Bottlenecks in IT departments from data deluge causing end-users to ask for tools to generate analytics reports without tech support, but managing use and data compliance tricky.
Written by Jamie Yap, Contributor

The deluge of information generated within organizations, coupled with the pressure to make business decisions from the data produced, is spurring demand by non-IT end-users to be empowered with capabilities to generate their own business intelligence and analytics reports, observers said.

However, they also noted the drawbacks, such as the lack of data governance and overtaxing the company's computing resources due to too many requests from end-users.

Madan Sheina, lead analyst for information management at Ovum, said the growing volume of human- and machine-generate data has opened up greater opportunities, and more need, for BI and analytics.

At the same time, this data tsunami has created additional headaches for IT departments to integrate and deliver business analysis in a timely fashion to satisfy the needs of different users within the company, he told ZDNet Asia in an e-mail.
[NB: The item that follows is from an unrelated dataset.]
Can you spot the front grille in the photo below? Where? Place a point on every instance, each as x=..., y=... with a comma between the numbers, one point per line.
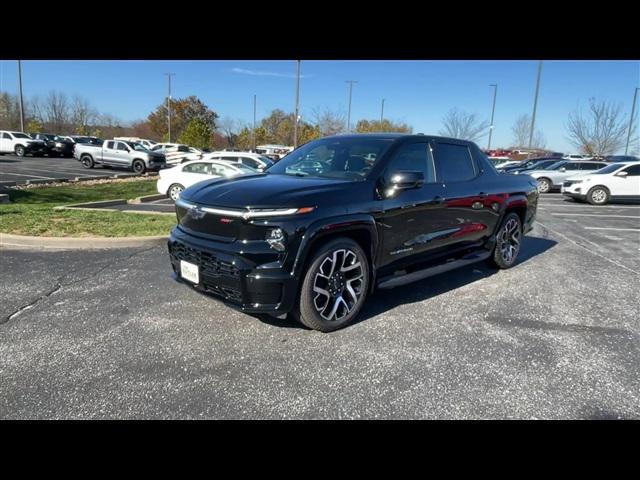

This has resulted in bottlenecks in service requests, Sheina noted, which is why self-service BI is the way to relieve the IT team's burden. By doing so, this will cut out the "unnecessary middleman" and give end-users direct access to data, analytics and report publishing tools to serve their own needs without support from their tech teams.

"More importantly, self-service BI gives users much greater control over their decision-making needs," the analyst stated.

James Foster, general manager of Southeast Asia for Solutions OnDemand and high-performance computing at SAS, agreed. He said as the power of data becomes more widespread, IT departments are being swamped with requests from line-of-business end-users for more timely access to key information for decision-making.

"[As such,] it can only be a good thing to have more decision-making capability embedded in the lines of business," he said. "Plus, the shift to self-service also has a positive effect on IT, freeing them to think more strategically and focus on value-added activities for the company rather than just 'keeping the lights on'."

Tan Ser Yean, client technical executive for Asia-Pacific business analytics at IBM's software group, added that self-service BI tools can help empower employees to work independently.

"Sometimes what they need isn't available in existing reports, dashboards or the data warehouse. This is when we need to empower users to get data from wherever it lies and let them have the agility to work with it independently," he said.

Self-service BI brings complexities
That said, deploying self-service BI tools requires a "delicate balance" since it means putting easy-to-use capabilities into the hands of business users while equipping IT professionals the tools and control they need to efficiently manage the data and maintain the backend systems, said Ovum analyst Sheina.

There is a level of technical complexity that underpins all BI systems and much of that complexity stems from integrating the data, he pointed out.

"Delivering a single, unified view of enterprise data is difficult on its own. Any seasoned IT professional will testify that the most complex, lengthy and expensive part of a BI project is getting the data foundation done right."

The lack of data governance is another concern, Sheina highlighted. Effective data governance, security and centralized monitoring, and control of user interactions are critical elements of any BI system, and even more so for self-service BI, he noted.

Hence, a company implementing self-service BI should "guard against giving users free rein", the analyst cautioned. If users have that freedom, this could lead to a spike in queries and requests that might bring one's server and network to its knees, duplicate reports and applications, reports that contain outdated or inaccurate data or unauthorized third-party access to the reports, he said.

Even if self-service BI is provisioned by the company, both IT and non-IT users may not make full use of the benefits and flexibility they now have, Sheina said.

For instance, IT professionals could be adverse to give up their control, fearing that non-BI end users will not adhere to best practices and they would have to clean up after their mess, he elaborated. On the other hand, non-IT end-users could resist the self-service system if they see it as an extra burden, even if it is easier and quicker to do the reports by themselves, he added.